Despite initial support for Israel and largely universal condemnation of the Hamas attacks on October 7, the number of anti-Semitic incidents, campus protests, and online vitriol against Israel and Jews has skyrocketed.  

For many, social media has become a battlefield. 

Enter Zachary Bamberger, an American who immigrated to Israel. The Cornell graduate is currently working toward his master’s in the Technion’s Henry and Marilyn Taub Faculty of Computer Science. 

When he saw what was happening online, he sprang into action. Using his prodigious talents in machine learning and natural language processing research, he built a large language model (LLM) that fights the onslaught of anti-Israel content and promotes positive posts to a global audience. 

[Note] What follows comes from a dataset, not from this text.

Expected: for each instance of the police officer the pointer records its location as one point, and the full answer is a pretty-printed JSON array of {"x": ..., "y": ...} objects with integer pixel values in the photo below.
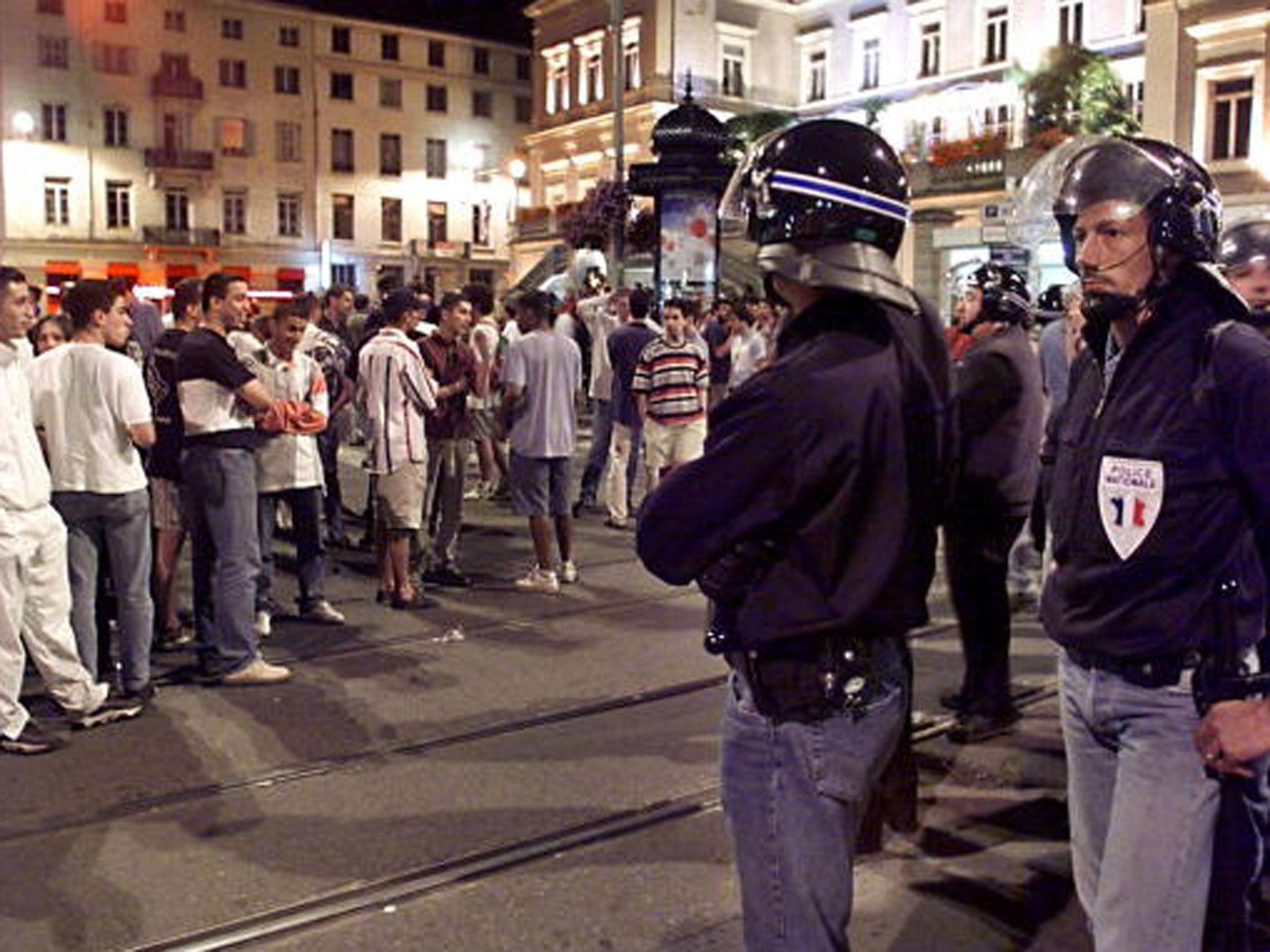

Over the last month, he has enlisted the help of students, professors, Technion alumni, and other volunteers to reinvent methods for combatting hate speech online.  

“It can be really challenging for the average person to know where to start with taking meaningful action on social media, and we want to give people the tools to strengthen their voices and fight back against hateful posts online,” said Bamberger.  

Bamberger’s company, Rhetoric AI, instantly generates high-quality translations of Arabic and Hebrew posts. The model predicts the virality of posts, reports posts that violate TOS (terms of service) agreements, and produces counterarguments in Arabic, Hebrew, or English for volunteers to use in their own responses.  

“When deployed on a larger scale, our platform will shift the balance of content and take away the numbers advantage of those who propagate hate, violence, and lies,” Bamberger said. 

Rhetoric AI is already collaborating with some of the best-known experts in the field, including AI21 Labs, Google, and Microsoft.